5 Questions: The Antibiotic Footprint, Dr. Peter Collignon
1) Will you tell us a little about the antibiotic footprint and how this concept was conceived?
The idea was conceived to make it clearer to people how to better know about and then control the amounts of antibiotics used within their own country. The antibiotic footprint is a way of presenting a simpler way of measuring the amounts used within their own country. The antibiotic footprint not only tells us what is happening in the medical arena and in people, but also what is used in animals, agriculture and aquaculture. We are all rightly worried about Superbugs. Whenever larger antibiotic volumes are used, this accelerates both the development, multiplication and then the spread of Superbugs.
2) Consumers have the power to change the way antibiotics are used. In your opinion, what are the most effective steps that individuals can take on a daily basis to reduce their consumption of antibiotics?

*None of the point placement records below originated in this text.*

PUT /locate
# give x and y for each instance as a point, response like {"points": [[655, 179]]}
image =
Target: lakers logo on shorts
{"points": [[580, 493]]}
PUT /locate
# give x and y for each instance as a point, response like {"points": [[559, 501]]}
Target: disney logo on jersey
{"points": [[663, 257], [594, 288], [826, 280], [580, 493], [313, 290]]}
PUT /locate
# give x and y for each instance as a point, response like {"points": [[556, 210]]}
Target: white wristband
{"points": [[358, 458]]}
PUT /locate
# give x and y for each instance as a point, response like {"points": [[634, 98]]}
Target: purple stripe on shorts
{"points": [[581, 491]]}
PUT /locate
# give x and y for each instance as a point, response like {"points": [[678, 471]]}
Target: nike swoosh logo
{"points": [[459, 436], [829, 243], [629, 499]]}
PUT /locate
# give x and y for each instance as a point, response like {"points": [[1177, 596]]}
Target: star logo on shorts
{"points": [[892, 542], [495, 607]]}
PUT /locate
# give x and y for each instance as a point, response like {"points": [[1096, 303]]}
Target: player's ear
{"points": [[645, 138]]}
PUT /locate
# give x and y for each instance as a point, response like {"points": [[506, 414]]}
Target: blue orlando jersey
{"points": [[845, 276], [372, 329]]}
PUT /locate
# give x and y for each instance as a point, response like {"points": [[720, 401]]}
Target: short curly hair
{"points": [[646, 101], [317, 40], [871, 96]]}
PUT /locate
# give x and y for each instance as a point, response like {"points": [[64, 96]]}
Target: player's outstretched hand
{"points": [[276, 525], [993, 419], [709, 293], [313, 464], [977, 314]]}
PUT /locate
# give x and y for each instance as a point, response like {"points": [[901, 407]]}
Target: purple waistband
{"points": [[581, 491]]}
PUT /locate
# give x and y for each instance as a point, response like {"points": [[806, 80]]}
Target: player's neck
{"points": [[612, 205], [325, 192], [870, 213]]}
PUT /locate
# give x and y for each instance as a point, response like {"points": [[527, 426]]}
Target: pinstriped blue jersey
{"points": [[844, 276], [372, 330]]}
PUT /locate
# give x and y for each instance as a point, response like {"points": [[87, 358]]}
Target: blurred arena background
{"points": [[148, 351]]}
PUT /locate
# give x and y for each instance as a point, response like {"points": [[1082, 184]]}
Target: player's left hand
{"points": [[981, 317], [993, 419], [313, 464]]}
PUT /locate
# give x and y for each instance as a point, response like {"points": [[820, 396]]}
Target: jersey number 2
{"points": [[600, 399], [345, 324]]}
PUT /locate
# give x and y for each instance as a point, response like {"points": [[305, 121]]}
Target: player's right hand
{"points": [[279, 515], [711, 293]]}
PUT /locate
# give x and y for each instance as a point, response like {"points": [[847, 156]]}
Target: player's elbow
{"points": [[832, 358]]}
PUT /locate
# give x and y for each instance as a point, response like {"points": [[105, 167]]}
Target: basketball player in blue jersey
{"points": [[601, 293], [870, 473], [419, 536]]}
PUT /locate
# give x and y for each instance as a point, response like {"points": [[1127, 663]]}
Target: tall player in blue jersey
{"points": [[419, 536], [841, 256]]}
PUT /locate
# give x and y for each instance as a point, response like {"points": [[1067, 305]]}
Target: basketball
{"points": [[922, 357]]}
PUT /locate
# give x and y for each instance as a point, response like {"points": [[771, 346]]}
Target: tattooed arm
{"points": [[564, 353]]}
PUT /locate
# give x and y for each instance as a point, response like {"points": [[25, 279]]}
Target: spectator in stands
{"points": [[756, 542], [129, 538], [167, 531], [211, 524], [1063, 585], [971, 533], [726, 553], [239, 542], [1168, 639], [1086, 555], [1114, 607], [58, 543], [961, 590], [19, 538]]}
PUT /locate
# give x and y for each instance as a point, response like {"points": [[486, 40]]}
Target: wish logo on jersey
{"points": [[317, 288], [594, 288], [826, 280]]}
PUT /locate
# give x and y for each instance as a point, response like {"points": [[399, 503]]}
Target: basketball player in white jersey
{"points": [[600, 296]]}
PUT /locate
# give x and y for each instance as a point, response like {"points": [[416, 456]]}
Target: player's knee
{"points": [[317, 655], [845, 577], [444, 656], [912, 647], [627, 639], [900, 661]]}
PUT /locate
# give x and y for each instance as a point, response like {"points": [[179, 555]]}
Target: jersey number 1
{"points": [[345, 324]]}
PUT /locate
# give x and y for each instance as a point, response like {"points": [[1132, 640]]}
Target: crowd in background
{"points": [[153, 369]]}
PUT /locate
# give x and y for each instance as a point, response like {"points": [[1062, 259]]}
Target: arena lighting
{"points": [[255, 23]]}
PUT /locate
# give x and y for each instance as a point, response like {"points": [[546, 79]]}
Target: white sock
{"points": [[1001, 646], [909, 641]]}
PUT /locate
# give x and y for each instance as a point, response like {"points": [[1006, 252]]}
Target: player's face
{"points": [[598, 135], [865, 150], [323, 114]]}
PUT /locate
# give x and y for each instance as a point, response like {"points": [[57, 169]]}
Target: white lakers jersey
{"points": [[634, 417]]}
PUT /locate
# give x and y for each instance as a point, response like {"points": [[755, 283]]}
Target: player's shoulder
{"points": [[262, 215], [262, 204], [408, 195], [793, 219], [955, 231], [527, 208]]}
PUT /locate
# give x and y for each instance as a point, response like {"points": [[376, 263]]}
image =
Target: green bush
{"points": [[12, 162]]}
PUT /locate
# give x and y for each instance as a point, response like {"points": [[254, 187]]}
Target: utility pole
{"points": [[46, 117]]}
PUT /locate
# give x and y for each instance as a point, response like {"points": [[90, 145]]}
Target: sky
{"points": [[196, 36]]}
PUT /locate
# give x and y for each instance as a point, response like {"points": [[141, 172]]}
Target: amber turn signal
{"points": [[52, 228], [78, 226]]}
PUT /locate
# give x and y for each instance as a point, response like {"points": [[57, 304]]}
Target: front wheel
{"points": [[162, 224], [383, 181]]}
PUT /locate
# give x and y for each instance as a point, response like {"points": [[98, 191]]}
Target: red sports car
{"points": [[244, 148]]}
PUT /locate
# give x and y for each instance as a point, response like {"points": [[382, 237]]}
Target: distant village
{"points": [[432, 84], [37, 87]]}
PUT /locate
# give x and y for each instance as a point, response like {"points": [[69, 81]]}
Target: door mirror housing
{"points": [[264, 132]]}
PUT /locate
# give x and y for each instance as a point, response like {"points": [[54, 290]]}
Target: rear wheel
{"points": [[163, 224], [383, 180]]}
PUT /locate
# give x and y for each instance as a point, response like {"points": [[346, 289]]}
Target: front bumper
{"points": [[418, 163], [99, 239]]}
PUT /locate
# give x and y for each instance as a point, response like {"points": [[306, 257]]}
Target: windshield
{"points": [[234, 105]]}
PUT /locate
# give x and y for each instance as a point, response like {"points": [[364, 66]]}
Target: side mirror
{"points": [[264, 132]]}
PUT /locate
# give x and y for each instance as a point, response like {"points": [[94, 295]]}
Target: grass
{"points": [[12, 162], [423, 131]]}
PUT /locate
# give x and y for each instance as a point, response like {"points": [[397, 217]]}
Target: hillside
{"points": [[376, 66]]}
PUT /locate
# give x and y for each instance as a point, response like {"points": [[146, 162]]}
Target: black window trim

First always question how taking any antibiotics will affect us directly. Whenever we go to a doctor and are prescribed antibiotics, we should all routinely ask “will this really make much of a difference to me and how?” In most wealthy countries (e.g., Australia and the US), over half of all antibiotics used in people are still used for respiratory tract infections and these are usually caused by viruses - and against which antibiotics don’t work. However most antibiotics used (and in most countries are) are used in agriculture - often for growth promotion and routine preventive therapy for whole herds of animals. Then Superbugs that develop, because of this excessive antibiotic use, can spread to people. We need to take action via consumers and their choice of products, political involvement, media pressure etc. to awaken all of us of the urgent need to decrease antibiotics usage everywhere and so decrease our footprint everywhere. This means not just in the health sectors but in our farming communities as well. We need to do this locally and globally as Superbugs spread globally.
3) How can the antibiotic footprint of each country be used by policymakers to make decisions about legislation regarding antibiotic use? What parallels can be drawn with the carbon footprint in terms of impact made on policy making?
The footprint allows us to compare our footprint to other countries and especially to those that do it better. We can then influence policy makers, and others to follow the successful examples of others via legislation, consumer pressure, marketing etc. The end result will be that we use less antibiotics.
4) What specific tools or systems need to be in place for countries to be able to collect sufficient data to generate antibiotic footprints? Are there specific sectors that need better/improved transparency on antibiotic use reporting?
We need timely, open, accurate and freely available data on the amounts and types of antibiotics used in all countries, both in agriculture and in people. These data are available now but usually kept secret because of “commercial in confidence” arguments. For such an important public health issue as Superbugs and AMR, that argument needs to be thrown out.
5) What are some of the global targets you would like to see being set using antibiotic footprints as a tool for the reduction of antibiotic consumption?
We need to get consumption levels of antibiotics in people down to the levels that are used in The Netherlands and Scandinavian countries. These countries use less than half the amounts used in Australia and the US per person and without any adverse health outcomes to people or the population – in fact people in their health systems usually have better health outcomes compared to other countries. We need to get antibiotic consumption in food animals in most countries down by more than 70% of current consumption levels. That means, as recommended by recent WHO guidelines, no longer using antibiotics anywhere in the world for growth promotion and also no routine use as preventative therapy in herds or flocks of animals. Many countries achieve this already (e.g., most of Scandinavia). That usually means also looking at other ways of raising food animals (e.g., open pasture and grass fed cattle). High antibiotic use for food animals should be seen as an indicator of poor animal husbandry practices, over-crowding, poor infection prevention (e.g., by vaccines) and/or not enough efforts to stop the transmission of infections. So, excessive antibiotic use in food animals is likely not only an indirect measure of poor housing conditions, but also in my view of relative animal cruelty.